24.8.15

O meu vizinho

O meu vizinho não fala, berra. Ainda hoje acordei com ele aos berros por cima do barulho do martelo e do berbequim. Não sei porque razão não fica afónico só de vez em quando para podermos ter um bocadinho de descanso e dou graças a Deus ele não viver num dos apartamentos que aqui tem no prédio porque assim só o ouvimos durante umas horas, quando cá vem fazer obras. Berra com toda a gente, ao telefone ou presencialmente, e berra tanto com os empregados que acredito que seja essa uma das razões pelas quais não há equipa que aqui aguente muito tempo e já não seja a primeira vez que um pintor, por exemplo, desaparece e deixa apenas meia parede pintada.

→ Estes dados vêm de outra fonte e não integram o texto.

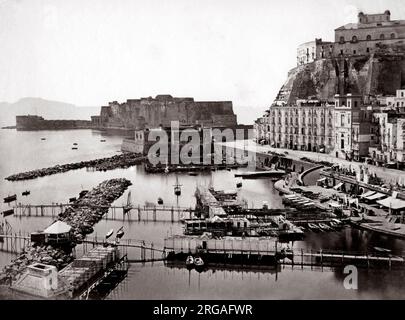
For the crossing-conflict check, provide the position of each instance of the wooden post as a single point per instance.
(321, 258)
(302, 258)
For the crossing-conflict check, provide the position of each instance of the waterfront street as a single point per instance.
(388, 175)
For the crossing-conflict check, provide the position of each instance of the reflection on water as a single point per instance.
(26, 150)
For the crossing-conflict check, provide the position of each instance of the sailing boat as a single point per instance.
(128, 206)
(120, 233)
(109, 233)
(177, 189)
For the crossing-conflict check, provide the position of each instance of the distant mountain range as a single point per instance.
(44, 108)
(61, 110)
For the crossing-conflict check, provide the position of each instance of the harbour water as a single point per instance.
(22, 151)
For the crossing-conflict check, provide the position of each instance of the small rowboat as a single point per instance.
(198, 262)
(313, 227)
(324, 227)
(120, 233)
(190, 261)
(383, 250)
(109, 233)
(10, 198)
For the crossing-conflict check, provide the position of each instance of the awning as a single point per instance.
(376, 196)
(335, 205)
(58, 227)
(367, 194)
(392, 203)
(338, 186)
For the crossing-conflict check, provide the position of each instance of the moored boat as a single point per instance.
(120, 233)
(109, 233)
(8, 212)
(198, 262)
(177, 187)
(190, 261)
(313, 227)
(324, 227)
(10, 198)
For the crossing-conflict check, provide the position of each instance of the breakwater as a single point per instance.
(103, 164)
(80, 218)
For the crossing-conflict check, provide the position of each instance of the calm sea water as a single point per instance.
(25, 150)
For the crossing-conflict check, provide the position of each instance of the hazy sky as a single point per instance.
(91, 52)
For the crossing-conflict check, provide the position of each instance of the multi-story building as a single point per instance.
(354, 127)
(371, 33)
(390, 146)
(261, 129)
(398, 102)
(313, 50)
(307, 125)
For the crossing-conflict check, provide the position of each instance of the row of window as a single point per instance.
(368, 38)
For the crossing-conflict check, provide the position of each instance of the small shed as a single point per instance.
(57, 233)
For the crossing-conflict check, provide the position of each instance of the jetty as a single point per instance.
(261, 174)
(103, 164)
(54, 245)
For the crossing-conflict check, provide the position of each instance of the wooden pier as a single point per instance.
(333, 258)
(119, 213)
(14, 242)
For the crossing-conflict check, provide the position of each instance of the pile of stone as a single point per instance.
(34, 254)
(81, 218)
(124, 160)
(89, 209)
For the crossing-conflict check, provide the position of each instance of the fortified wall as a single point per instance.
(31, 122)
(161, 110)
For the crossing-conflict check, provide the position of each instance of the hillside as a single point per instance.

Este Verão tem aparecido com outro homem e lá vão avançando as obras nos apartamentos que tem. Todos os dias o meu vizinho berra. Mas não sei que relação tem ele com este homem (mas será bem mais do que um contrato de trabalho, possivelmente serão amigos ou mesmo familiares) porque este lhe responde, e aos berros, se assim for necessário. Claro que para mim passam a ser dois a berrar em vez de um mas ao menos haja alguém que não se encolhe perante os gritos do meu vizinho.

O "interessante" nisto é que não discutem apenas e só por coisas importantes.
A semana passada estiveram mais de uma hora a berrar um com o outro mas já a um nível em que eu esperava que eles começassem à batatada tais eram os insultos e os gritos que ouvia. O nível de som era tão alto que eu até conseguia perceber sobre o que era a discussão: umas pintas no chão. Um dizia que era tinta, outro dizia que era outra coisa qualquer. Pelos vistos, fosse qual fosse o caso, daria para  limpar mas o importante era descobrir o que era aquilo.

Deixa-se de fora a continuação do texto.